Wednesday, October 16, 2013

got a gut feeling.


maybe it's the hormones, I could blame this on, that emotional roller coaster, but no, I was feeling this for awhile, already seeking a way to extricate, and evidence piling up only confirms that feeling intuited a month ago. I find it easier to bail sooner rather than later, all hesitations validated, all red flags signaling no. Creativity especially with others is a strange thing, and sometimes you just don't click with others and it's better to figure that out now than later, and I'm not convinced by concessions made, I don't want to make those concessions.

Explaining this over the phone at 1am makes no sense and makes me sound like a jerk, and it shouldn't bother me that a good friend might think less of me because of this unsurety about the motivations of others, that maybe rankles the most. I don't know if there's anything else I could do. I go back and forth between relief and regret.I hope I haven't lost too much here.



2 comments:

  1. are there any good conversations to be had at 1am on the phone with people in your own timezone? get some rest.

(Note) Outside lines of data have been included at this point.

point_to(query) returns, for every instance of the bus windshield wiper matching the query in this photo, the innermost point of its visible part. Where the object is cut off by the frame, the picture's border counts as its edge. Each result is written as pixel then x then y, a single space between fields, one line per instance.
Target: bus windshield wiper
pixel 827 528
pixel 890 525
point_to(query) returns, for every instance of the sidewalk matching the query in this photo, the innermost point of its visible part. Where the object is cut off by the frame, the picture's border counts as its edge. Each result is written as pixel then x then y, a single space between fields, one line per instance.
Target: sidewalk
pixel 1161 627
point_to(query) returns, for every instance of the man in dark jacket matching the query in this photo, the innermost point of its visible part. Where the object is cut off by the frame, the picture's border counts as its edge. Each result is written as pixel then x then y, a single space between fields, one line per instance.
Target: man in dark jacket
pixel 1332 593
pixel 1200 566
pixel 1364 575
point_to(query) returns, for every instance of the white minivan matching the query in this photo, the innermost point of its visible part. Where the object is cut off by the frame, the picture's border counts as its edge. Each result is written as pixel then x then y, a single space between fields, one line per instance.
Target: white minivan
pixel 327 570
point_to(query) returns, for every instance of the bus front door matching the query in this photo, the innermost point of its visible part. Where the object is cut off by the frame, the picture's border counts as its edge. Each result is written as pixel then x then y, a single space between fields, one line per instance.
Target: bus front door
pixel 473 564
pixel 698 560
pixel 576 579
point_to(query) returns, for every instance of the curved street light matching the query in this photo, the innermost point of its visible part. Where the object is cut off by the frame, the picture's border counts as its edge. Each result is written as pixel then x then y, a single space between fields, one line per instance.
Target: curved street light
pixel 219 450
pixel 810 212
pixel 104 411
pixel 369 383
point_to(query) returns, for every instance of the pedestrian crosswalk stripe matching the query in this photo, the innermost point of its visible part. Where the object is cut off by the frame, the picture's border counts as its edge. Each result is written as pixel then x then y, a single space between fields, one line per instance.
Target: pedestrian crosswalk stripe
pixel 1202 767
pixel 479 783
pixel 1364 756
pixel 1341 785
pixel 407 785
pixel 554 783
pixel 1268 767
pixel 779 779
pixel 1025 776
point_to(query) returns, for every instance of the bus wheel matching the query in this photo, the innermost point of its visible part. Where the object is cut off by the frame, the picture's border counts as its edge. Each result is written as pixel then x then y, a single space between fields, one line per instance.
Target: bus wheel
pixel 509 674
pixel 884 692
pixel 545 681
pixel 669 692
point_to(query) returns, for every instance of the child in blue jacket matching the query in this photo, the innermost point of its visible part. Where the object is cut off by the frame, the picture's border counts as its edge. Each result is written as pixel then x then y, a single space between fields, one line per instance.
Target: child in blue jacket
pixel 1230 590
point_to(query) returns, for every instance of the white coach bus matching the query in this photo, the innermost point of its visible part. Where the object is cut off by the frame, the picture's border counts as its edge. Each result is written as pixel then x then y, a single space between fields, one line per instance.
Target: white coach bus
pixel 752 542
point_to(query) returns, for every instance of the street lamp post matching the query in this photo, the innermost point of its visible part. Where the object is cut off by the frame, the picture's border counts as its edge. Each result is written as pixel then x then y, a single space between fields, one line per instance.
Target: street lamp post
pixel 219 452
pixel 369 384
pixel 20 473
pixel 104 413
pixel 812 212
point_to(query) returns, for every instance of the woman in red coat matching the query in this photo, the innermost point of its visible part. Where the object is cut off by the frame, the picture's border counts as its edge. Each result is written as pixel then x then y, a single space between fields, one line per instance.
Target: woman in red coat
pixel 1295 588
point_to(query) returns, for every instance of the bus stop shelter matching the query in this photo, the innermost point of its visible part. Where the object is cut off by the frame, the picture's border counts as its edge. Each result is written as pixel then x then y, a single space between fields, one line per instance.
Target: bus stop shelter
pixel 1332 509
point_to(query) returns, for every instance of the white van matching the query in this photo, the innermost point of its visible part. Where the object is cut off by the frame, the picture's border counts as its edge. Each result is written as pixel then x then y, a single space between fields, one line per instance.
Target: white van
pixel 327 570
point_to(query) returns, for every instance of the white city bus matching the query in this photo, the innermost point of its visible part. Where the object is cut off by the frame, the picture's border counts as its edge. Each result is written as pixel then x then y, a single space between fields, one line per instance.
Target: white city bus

    We'd hide in those years, Kate and I, behind the last station
    in the Bio lab—sneaking down from our dorm room, certain

    Sister Andrea didn't know. Smoking Salems, we giggled
    above the slant of a copped flashlight shrunk to Lady Chatterly

    and John Thomas spirited from the nuns' private library
    where we smiled our way by dust cloths and Pledge.

    We lived as sheltered vagabonds then, roaming the convent halls
    in curlers and bunny slippers, dipping out of sight at the swish

    of habit skirts, the click of rosary beads: the bed-check patrol
    we sidetracked with puffed-up pillows buried beneath blankets

    in the low glow of a Virgin Mary night light. Our days opened
    and shut like the hard-backed books we lugged around

    in drawstring sacks from class to class, skimming their surfaces
    like fledglings dipping at the skin of a lake. Only half mindful

    of the lessons electric in the passion of our teachers, half alert
    to the gaining weight of our widening minds.